Abstract
Computation or deep learning-based functional protein generation methods address the urgent demand for novel biocatalysts, allowing for precise tailoring of functionalities to meet specific requirements. This emergence leads to the creation of highly efficient and specialized proteins with wide-ranging applications in scientific, technological, and biomedical domains. This study establishes a conditional protein diffusion model, namely CPDiffusion, to deliver diverse protein sequences with desired functions.
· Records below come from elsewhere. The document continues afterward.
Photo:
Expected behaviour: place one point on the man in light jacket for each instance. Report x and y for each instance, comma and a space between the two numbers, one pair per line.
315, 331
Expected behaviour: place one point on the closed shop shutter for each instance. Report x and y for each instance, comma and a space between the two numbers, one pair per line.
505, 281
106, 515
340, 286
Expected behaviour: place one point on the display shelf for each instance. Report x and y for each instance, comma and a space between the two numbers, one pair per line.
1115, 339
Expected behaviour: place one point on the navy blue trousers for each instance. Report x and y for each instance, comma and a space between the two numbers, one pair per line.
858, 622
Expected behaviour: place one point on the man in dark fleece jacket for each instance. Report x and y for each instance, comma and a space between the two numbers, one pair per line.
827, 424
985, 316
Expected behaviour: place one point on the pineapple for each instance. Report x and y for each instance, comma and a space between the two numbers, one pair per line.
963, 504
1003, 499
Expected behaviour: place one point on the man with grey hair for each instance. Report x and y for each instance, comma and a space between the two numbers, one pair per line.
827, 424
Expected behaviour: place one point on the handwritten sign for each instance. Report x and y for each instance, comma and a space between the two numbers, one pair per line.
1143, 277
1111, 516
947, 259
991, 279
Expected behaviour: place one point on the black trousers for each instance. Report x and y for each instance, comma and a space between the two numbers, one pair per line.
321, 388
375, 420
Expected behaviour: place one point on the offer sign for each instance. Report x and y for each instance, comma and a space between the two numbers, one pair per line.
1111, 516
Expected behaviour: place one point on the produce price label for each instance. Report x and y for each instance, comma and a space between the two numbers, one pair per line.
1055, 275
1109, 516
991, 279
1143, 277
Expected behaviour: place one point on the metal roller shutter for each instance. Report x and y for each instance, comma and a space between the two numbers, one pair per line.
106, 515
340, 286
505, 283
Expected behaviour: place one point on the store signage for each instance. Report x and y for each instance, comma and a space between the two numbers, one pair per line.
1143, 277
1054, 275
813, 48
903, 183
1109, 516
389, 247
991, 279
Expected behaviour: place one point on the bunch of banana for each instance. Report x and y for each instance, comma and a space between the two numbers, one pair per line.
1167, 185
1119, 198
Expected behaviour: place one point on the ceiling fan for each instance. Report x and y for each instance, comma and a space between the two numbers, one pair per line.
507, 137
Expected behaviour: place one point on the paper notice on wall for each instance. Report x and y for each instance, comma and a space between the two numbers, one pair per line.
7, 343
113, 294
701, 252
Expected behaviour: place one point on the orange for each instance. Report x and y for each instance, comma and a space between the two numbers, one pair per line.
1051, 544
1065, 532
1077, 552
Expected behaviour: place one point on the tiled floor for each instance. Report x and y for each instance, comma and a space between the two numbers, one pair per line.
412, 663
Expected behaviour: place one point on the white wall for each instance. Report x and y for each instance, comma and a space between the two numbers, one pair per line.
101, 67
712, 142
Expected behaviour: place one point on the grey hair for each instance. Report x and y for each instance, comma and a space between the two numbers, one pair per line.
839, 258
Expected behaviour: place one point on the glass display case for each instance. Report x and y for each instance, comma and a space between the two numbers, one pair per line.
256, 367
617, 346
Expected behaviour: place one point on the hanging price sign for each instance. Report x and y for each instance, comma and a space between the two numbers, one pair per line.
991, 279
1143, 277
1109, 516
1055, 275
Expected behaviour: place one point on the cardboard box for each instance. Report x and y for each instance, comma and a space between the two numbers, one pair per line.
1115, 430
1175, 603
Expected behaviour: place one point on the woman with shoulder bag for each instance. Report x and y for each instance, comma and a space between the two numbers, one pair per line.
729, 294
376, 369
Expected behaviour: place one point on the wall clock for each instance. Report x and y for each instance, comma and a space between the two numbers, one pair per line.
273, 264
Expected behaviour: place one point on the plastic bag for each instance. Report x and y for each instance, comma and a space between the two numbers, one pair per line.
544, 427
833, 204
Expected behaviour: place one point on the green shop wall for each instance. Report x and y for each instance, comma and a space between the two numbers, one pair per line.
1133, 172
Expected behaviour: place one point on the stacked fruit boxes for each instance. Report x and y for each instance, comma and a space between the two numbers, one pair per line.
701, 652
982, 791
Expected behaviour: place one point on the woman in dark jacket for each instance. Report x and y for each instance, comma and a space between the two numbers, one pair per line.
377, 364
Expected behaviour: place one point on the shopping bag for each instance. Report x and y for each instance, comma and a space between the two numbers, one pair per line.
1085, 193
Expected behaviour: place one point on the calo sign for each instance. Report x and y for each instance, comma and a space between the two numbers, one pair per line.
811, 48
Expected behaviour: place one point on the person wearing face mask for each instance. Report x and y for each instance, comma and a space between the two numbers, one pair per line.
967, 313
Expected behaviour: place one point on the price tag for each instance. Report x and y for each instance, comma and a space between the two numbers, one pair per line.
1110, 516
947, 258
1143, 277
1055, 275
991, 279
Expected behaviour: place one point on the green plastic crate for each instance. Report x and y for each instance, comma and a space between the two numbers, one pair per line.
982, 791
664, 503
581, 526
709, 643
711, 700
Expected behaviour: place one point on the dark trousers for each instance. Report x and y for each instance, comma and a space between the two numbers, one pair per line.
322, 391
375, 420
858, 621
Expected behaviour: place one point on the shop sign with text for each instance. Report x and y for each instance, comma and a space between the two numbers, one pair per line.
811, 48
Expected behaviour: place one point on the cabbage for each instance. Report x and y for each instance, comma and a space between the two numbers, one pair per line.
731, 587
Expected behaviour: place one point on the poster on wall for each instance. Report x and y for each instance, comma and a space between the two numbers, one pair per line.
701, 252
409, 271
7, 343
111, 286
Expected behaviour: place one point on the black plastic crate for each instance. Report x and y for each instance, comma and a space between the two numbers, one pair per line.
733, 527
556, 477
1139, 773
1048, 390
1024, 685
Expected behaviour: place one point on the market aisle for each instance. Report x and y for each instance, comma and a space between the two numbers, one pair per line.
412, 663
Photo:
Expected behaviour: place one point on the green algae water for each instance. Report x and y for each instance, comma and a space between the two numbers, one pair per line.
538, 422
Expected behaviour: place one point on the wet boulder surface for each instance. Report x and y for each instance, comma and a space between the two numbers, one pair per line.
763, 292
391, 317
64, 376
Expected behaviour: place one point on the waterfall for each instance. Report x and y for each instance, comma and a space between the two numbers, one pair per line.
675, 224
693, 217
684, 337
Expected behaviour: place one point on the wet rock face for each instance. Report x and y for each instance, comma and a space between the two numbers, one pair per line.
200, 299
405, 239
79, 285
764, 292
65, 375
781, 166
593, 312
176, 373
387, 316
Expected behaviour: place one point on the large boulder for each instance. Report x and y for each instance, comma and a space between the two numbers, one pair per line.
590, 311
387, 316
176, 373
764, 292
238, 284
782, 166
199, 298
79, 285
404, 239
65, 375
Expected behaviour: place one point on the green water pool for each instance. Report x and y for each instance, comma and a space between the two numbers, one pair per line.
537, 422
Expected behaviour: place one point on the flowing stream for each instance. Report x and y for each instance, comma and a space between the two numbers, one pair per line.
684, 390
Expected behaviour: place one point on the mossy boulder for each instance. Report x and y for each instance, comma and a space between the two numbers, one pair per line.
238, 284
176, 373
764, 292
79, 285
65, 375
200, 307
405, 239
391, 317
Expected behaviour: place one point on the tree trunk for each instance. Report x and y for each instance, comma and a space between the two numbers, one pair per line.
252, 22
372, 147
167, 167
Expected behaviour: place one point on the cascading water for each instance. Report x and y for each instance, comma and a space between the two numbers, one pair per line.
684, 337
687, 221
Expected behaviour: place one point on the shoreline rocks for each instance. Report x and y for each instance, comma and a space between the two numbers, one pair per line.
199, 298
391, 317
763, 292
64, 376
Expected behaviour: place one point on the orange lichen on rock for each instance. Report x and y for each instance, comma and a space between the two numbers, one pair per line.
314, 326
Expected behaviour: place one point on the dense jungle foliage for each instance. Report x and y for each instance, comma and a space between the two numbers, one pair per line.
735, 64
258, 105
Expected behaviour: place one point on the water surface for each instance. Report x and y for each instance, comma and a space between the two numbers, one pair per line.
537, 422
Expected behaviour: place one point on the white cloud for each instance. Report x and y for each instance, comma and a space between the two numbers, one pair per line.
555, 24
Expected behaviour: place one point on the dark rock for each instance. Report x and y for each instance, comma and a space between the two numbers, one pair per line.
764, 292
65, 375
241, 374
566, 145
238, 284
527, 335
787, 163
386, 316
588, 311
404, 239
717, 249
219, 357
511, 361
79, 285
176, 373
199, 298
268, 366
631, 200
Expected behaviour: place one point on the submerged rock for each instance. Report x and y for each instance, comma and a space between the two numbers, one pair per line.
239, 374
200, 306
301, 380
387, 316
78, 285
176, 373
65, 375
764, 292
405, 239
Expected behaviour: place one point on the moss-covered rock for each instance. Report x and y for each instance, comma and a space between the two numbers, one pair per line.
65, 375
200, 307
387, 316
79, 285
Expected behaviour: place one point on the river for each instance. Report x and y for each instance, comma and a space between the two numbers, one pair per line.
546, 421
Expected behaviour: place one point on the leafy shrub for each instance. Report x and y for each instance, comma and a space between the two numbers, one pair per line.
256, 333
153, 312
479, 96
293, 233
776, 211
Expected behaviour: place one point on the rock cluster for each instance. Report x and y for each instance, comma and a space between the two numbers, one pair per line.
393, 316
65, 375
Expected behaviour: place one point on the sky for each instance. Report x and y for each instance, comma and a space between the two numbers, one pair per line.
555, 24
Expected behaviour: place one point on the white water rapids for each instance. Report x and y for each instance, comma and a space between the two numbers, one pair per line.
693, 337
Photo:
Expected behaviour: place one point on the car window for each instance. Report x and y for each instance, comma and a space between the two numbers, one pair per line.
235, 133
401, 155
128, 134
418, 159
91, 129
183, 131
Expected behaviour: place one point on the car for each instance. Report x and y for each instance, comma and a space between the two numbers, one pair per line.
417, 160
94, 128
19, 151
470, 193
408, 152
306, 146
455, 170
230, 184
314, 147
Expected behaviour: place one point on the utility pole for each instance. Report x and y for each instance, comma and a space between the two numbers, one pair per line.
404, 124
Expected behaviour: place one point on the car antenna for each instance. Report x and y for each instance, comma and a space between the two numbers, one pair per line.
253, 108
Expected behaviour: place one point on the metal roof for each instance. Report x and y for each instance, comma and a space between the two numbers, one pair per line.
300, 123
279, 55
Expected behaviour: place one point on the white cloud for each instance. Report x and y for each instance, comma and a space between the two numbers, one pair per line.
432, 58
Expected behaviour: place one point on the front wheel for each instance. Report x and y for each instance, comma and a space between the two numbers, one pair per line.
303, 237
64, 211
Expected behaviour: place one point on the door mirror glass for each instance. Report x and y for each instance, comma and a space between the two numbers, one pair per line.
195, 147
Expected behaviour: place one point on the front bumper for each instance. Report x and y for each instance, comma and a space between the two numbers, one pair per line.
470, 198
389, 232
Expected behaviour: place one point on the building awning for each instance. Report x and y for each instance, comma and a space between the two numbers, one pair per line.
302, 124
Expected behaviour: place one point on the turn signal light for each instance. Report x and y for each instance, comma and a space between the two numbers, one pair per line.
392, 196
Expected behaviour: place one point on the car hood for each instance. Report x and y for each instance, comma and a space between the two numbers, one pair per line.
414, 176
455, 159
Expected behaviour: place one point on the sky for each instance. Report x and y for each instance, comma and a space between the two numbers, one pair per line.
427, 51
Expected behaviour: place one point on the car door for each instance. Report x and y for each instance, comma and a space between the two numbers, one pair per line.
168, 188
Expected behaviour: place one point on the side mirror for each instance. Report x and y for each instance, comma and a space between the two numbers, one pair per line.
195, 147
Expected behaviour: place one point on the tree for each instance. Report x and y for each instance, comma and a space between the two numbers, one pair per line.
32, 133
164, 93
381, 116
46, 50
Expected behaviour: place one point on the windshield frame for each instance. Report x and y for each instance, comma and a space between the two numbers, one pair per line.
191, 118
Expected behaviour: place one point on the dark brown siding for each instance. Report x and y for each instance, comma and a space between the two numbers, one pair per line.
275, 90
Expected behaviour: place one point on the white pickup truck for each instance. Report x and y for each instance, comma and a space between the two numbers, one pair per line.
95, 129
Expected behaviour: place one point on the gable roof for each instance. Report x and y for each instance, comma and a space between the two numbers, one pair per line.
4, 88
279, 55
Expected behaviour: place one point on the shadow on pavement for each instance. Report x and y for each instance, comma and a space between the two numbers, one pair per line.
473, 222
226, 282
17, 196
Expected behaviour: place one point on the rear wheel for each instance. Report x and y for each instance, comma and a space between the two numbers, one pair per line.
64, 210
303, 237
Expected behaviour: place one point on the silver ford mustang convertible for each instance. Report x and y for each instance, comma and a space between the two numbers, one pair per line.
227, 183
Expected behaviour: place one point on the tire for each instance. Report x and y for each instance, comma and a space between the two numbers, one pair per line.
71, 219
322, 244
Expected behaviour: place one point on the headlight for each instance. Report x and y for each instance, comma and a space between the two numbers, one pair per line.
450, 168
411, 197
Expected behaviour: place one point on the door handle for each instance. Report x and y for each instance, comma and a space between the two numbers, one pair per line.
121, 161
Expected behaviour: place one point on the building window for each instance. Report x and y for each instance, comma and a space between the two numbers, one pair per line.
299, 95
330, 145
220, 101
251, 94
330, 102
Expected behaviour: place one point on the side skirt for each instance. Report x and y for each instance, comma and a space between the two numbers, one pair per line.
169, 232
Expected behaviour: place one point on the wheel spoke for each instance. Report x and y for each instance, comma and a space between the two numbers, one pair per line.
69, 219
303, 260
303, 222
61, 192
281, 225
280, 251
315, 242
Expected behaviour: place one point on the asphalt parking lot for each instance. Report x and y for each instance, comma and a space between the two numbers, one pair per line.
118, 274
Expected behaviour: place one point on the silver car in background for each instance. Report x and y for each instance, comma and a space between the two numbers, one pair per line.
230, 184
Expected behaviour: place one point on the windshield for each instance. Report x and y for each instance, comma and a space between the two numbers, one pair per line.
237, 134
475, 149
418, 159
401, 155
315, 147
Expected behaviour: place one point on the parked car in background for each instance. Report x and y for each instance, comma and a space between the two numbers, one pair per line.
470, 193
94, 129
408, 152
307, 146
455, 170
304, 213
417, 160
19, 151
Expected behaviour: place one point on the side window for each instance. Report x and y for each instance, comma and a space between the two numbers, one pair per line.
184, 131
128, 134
While the model is free from extensive training data and the sampling process involves little guidance on the type of generated amino acids, CPDiffusion effectively secures essential highly conserved residues that are crucial for protein functionalities. We employed CPDiffusion and generated 27 artificially designed Argonaute proteins, programmable endonucleases applied for easy-to-implement and high-throughput screenings in gene editing and molecular diagnostics, that mutated approximately 200 − 400 amino acids with 40% sequence identities to those from nature. Experimental tests demonstrate the solubility of all 27 artificially-designed proteins (AP), with 24 of them displaying DNA cleavage activity. Remarkably, 74% of active APs exhibited superior activity compared to the template protein, and the most effective one showcased a remarkable nearly nine-fold enhancement of enzymatic activity. Moreover, 37% of APs exhibited enhanced thermostability. These findings emphasize CPDiffusion’s remarkable capability to generate long-sequence proteins in a single step while retaining or enhancing intricate functionality. This approach facilitates the design of intricate enzymes featuring multi-domain molecular structures through in silico generation and throughput, all accomplished without the need for supervision from labeled data.
Competing Interest Statement
The authors have declared no competing interest.